The Structure of Online Diffusion Networks

In this talk given at Interdisciplinary workshop on the evolution of social norms Sharad Goel talks about the structure of online diffusion networks. We found it interesting as it relates to our recent research on information epidemics. Goel offers quite an interesting perspective on the nature of information diffusion in that it occurs less than 7% of times and that it normally occurs in bursts rather than gradual propagation.

The researchers at Yahoo! looked into how URLs propagate through Twitter conversations. How do links become viral? They took a dataset of about 1 Mln tweets and put it through their computers to find how propagation and informational cascades work.
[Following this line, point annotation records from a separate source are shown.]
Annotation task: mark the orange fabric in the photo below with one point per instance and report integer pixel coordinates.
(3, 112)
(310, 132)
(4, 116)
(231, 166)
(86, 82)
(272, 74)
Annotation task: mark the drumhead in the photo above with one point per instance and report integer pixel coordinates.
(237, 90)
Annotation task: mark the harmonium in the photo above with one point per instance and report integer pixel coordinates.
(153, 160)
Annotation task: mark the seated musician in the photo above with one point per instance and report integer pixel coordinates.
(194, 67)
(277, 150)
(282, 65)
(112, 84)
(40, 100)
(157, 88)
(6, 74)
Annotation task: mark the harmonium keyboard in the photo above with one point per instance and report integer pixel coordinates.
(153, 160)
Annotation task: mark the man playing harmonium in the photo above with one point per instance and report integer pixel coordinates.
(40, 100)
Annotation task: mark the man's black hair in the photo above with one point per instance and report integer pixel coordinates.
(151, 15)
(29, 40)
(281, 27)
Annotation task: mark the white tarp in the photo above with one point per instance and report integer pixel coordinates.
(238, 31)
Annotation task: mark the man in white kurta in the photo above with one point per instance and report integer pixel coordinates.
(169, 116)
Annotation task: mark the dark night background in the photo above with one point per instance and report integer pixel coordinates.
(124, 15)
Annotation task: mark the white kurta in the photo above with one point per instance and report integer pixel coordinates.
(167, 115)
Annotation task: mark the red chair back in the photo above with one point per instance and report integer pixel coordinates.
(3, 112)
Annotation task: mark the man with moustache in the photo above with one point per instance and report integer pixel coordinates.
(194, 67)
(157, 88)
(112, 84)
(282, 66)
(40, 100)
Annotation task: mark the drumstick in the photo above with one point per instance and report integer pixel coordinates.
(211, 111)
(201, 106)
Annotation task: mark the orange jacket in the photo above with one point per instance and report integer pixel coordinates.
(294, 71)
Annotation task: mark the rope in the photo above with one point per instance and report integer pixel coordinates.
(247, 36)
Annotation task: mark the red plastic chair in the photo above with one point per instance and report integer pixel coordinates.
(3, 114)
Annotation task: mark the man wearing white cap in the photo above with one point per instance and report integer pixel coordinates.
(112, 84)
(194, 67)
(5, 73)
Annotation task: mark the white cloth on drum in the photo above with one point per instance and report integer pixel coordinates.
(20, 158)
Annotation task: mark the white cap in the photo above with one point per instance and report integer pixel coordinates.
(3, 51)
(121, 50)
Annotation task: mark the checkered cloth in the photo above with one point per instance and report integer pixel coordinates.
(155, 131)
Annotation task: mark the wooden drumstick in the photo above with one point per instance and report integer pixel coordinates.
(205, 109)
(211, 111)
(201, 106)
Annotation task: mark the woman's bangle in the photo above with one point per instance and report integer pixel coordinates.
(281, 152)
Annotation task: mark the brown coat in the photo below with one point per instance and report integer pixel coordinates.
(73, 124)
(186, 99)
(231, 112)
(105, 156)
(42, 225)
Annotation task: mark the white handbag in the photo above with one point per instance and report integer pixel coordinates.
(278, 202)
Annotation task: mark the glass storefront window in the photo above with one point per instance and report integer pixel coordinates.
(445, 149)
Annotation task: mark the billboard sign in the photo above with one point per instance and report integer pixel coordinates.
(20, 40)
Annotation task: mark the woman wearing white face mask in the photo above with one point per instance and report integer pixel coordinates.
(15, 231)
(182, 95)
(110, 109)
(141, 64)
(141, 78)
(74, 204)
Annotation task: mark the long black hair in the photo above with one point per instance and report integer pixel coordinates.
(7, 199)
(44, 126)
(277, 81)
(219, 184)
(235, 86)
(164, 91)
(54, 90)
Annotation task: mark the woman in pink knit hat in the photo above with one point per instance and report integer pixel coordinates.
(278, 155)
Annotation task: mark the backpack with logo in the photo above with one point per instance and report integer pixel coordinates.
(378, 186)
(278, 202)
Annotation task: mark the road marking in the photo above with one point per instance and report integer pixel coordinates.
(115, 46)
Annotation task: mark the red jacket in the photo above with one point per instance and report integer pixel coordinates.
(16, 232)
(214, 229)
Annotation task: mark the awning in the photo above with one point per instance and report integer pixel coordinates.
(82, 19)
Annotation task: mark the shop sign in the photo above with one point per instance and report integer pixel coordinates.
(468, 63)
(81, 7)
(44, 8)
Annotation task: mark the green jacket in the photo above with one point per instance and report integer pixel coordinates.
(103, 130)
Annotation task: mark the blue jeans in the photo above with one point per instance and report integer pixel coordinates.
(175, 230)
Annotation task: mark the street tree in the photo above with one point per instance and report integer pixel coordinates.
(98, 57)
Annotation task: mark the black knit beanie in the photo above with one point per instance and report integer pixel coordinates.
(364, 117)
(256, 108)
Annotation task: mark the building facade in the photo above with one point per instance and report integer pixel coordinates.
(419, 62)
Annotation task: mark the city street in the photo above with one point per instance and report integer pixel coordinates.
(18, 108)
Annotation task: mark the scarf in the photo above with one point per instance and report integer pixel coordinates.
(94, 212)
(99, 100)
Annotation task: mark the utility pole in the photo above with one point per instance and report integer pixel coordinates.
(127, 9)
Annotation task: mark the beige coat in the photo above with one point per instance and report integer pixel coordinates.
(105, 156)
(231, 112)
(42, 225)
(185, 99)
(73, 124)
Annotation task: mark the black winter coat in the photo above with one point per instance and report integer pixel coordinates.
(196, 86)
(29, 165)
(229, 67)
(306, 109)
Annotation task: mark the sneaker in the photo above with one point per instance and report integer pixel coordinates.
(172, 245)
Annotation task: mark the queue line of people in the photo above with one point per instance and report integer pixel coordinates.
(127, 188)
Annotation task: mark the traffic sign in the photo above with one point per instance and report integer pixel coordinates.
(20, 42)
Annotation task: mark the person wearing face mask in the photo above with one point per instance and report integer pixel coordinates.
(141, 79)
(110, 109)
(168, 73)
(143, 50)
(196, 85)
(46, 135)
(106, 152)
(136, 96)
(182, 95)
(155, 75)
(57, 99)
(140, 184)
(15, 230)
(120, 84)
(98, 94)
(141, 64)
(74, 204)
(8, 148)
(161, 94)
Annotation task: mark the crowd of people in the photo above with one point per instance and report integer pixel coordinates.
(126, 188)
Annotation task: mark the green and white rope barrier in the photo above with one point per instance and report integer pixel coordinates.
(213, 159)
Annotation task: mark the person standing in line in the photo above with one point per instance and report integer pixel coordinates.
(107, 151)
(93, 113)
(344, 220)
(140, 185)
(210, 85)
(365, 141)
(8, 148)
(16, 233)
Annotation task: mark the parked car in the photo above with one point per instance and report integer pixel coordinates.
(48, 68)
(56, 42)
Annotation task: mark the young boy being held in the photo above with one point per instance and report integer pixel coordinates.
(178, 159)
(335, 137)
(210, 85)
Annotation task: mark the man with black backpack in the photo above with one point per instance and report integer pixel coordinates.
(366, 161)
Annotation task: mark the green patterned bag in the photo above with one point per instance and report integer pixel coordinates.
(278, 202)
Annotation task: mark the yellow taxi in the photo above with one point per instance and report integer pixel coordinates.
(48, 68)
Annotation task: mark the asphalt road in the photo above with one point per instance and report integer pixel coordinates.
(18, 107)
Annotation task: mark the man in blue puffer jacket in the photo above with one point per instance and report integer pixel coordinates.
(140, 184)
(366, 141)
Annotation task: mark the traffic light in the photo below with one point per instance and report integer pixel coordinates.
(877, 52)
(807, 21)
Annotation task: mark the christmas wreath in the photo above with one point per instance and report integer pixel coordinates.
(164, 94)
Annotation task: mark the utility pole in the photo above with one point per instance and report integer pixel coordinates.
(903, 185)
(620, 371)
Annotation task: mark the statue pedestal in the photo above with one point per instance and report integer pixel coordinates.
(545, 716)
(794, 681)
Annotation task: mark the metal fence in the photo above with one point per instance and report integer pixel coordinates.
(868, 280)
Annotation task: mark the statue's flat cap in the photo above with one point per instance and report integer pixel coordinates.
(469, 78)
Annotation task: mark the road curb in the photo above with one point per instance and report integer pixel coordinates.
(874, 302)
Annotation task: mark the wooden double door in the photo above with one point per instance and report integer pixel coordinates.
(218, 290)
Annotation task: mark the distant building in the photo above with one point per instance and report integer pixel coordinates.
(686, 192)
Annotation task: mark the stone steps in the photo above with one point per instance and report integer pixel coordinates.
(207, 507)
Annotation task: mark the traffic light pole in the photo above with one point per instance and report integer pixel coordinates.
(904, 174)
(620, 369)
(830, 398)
They found that in the 93% of cases there was no diffusion occurring. Only a fraction of diffusions become cascades and turn into epidemics. However, even though the number of these cascades is small the actual structure they have can become globally distributed tree-like network. The long tail of “infected” nodes is significant enough so that the majority of nodes can be overtaken by the epidemics.

The researchers then decided to create their own “viral” URLs and tried to propagate them through Twitter network. They defined “viral” in the conservative way that the product is “viral” when the percentage of adopters is relatively high is sufficiently far from the seed (at least 2 generations away). They found that only 1% of URLs have at least 50% of their adopters far from the seed and only 1 in 10000 have at least 90% of their adopters far from the seed. Therefore, vast majority of times the events wouldn’t even come close to satisfying the “viral” criteria defined in this conservative way. The rare large “viral” events rarely look like tree-like propagation structures. Rather, they are characterized by bursts: for example, a URL is broadcasted to several people who then broadcast it further and then it’s re-broadcasted to a large number of followers simultaneously.

Goel also emphasizes the difference between something that’s “viral” and “popular”. Viral is something that has the capacity to propagate itself a few nodes away from the initial seed. When someone watches a video a million times because it was broadcasted to a large audience it’s not necessarily a viral video. Rather, viral events are the very rare events when the message itself contains incentives sufficient enough for the participants to propagate the network.

He also draws a difference between the viral information contagion and biological epidemiological models. Goel argues that the spread of desease is less costly than information contagion. In order to communicate a certain piece of information to another person we have to make an effort of contacting them, recommending them, engaging into interaction or even persuading them to use something. He also shows with his models that the diffusion of information in online networks occurs in a different way than the desease contagion in biological networks. Goel proposes that one of the ways to make a product go “viral” is to make its diffusion less time-consuming and less expensive for users as well as embedding incentives into its structure that compels individuals to propagate it further.